Hi! I know I went ghost after Octoberfest was over (this appears to be a recurring theme with me after I do a month-long promotion, huh? lol) and even though I'm quite sure nobody noticed, I still wanted to explain in the off, very rare chance that someone did. In the first few days after Octoberfest, my primary concern was finishing all of my late posts in the series and keeping TNT going. At some point, I realized I didn't feel like watching any movies this month so I was a bit undecided about it. By the time the month's 2nd TNT came up, our election had just happened and the results left me in a funk that honestly, I'm just now starting to come out of, so TNT was definitely off the table for November at that point. Maybe I sound dramatic, but there was this level of terror and uncertainty following the election and I debated continuing anything at all for a few days. Everything I read online made the future sound near apocalyptic and my entire livelihood as an African-American, as a woman, as a disabled person on government assistance, seemed to be up in the air. 

And there are no guarantees that it isn't still up in the air. There are no guarantees or promises that it won't be every bit as apocalyptic as I initially feared. But life has no guarantees or promises. Even though Obama didn't do all he said he would do, there was still a level of safety there for me. I know that there were others who probably felt the fear I do now when he was elected both times and while I don't understand why, it's not for me to judge. For me, there was safety. But that security blanket, that sense of safety, was completely obliterated for me following the election. For the first few days following that night, I didn't have the desire or energy to write. Writing about vintage was the absolute last thing on my mind, even more so because history, which is a large part of my view on vintage, is a painful reminder that in some ways, as much as things change they stay the same. Many of my favorite decades take place during a time where things were segregated, where Blacks and other minorities weren't free to go where we pleased as we pleased. But I don't often talk about that. I try my hardest not to, because for the longest time I thought that we'd moved past that as a country. But the events following Election Night showed me that if I felt the country was already doing badly, it could certainly be a lot worse. I couldn't see the logic in hopping on here, talking about times gone by, and continuing to ignore the racial tension so I can focus on the pretty things. What POC went through (and in some places, are going through now) was not pretty. It wasn't fun, it wasn't safe and it wasn't pretty.
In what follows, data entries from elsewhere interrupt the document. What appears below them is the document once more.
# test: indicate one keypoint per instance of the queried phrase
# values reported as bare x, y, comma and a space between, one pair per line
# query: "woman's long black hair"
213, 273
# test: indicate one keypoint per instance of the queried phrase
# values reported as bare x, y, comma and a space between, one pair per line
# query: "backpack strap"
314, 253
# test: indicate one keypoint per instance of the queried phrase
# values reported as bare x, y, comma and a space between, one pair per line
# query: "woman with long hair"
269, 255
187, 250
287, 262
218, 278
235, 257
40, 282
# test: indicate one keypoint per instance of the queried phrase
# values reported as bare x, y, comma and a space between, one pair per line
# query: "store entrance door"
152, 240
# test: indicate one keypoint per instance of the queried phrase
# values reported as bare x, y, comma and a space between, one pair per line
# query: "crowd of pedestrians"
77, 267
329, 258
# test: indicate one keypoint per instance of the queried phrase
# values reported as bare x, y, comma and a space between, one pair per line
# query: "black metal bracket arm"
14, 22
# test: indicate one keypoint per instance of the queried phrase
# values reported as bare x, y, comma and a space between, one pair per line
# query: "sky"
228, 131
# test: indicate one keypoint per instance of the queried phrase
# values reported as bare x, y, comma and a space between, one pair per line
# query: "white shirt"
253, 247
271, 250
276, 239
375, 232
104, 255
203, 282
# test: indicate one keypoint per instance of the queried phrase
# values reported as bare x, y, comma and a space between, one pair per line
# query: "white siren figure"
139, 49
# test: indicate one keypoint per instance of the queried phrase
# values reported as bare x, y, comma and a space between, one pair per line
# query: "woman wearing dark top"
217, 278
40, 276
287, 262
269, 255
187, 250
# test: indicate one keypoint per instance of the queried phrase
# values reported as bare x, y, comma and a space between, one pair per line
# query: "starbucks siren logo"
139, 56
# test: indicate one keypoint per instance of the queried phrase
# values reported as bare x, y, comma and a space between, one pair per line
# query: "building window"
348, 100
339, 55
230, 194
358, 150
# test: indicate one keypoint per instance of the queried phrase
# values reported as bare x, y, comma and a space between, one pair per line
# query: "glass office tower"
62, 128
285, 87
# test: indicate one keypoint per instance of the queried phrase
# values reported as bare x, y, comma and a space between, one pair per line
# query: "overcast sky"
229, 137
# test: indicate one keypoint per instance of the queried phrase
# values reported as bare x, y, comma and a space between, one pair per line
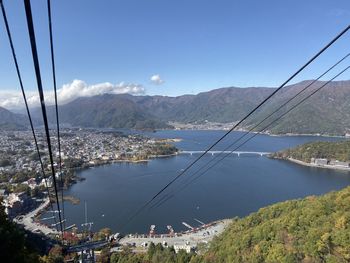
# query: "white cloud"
68, 92
156, 79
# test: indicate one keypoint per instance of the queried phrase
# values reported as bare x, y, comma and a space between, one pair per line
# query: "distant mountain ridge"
327, 112
12, 121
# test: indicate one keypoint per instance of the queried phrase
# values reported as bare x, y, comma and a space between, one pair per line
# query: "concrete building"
321, 161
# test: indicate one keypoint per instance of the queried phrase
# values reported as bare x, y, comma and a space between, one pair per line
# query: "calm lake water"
237, 186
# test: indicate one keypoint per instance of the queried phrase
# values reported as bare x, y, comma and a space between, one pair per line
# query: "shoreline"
263, 133
316, 166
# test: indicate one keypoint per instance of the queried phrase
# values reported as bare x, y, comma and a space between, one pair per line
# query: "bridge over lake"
238, 153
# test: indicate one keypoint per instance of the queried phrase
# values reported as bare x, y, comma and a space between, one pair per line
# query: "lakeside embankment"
184, 240
29, 223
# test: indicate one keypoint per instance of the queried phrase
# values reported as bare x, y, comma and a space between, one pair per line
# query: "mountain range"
327, 112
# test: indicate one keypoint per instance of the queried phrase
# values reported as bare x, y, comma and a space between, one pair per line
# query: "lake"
237, 186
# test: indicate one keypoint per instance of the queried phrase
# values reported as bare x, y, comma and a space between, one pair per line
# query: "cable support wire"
25, 101
238, 123
56, 106
258, 124
171, 195
31, 32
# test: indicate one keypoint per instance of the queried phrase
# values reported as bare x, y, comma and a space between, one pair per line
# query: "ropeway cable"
56, 106
171, 195
25, 101
238, 123
31, 32
257, 125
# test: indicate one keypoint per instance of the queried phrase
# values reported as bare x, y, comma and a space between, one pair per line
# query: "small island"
332, 155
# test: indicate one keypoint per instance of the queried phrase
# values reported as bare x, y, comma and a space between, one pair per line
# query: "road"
28, 221
192, 238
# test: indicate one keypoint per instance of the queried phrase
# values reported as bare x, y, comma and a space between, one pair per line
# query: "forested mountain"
327, 112
329, 150
313, 229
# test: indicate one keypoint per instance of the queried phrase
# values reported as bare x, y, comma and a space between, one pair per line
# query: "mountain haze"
12, 121
327, 112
That I know from experience. I wasn't sure if I was supposed to start talking about these things, in an effort to bring awareness in a way that made sense for this blog, but to continue to not talk about them seemed like intentionally pulling the wool over my eyes and I found myself feeling conflicted. 

But I also don't want to make that the point of this site. Vintage for me is both a hobby and an source of escapism. I love history and certain things about vintage, but there are also things I detest about it and for the longest time, I didn't talk about them because I felt comfort in assuming we'd (mostly) moved away from those things in present-day. But have we really though? I feel this obligation now to at least mention the ugly parts, the real. Maybe not on a regular basis, but at some point. So there was this uncertainty with what I wanted to do with the blog, whether or not I even wanted to continue doing it, and I made myself have several damn seats until I got my head out of my ass about it. lol 

I'm still not completely out of my funk, but I'm not doing the most about it anymore. lol I'm not changing shit. Because I'm such an anxious person, fight or flight often results in flight for me. And that's what I was going to do here, for no good g*ddamn reason at all. I don't even have readers, the f*ck am I gonna leave for? LOL I think I will probably integrate more of the serious things into the blog over time, but I don't want this to become a politically charged blog. I don't want racial issues to become my mantle. I want to speak on the topic in general because being intentionally oblivious is dangerous in this day and age, but I don't want to become a voice for it. I stopped writing about my anxiety partially because I realized I didn't want that to become my 'thing.' I wanted to educate and support others, but I didn't want that to be the primary thing people associated me with. I don't want to be a voice for racial issues either, mainly because I don't know enough about all of them to speak as eloquently on the topic as I would like. Maybe that sounds bad, but I'm being honest. 

After all that died down, I turned my focus to RRNT, which as I continue to whine about, has been neglected in lieu of what I do over here. I'm going to learn how to balance these damn blogs one of these days. There are a lot of drafted posts that have yet to go up, so for December the focus on both blogs is going to be to finally publish a lot of those drafts. I call them the Vault posts, but really that's just my nice way of saying that I'm posting a bunch of late shit I hope you'll read. lol 


TL;DR=The election results made me question everything for awhile, I got in a funk and at the worst of it considered closing down my blogs for a combination of reasons, but after a few days I took my head out from its resting place between my bumcheeks and realized that running scared wasn't going to help anyone, least of all myself. Now I'm on the review blog cleaning out my drafted posts and publishing a few, and I'll be spending December doing the same over here when I'm finished. I considered doing a few new posts, but decided against it. 

Anyway, that's all I wanted to say. Thanks for reading and I'll see you soon.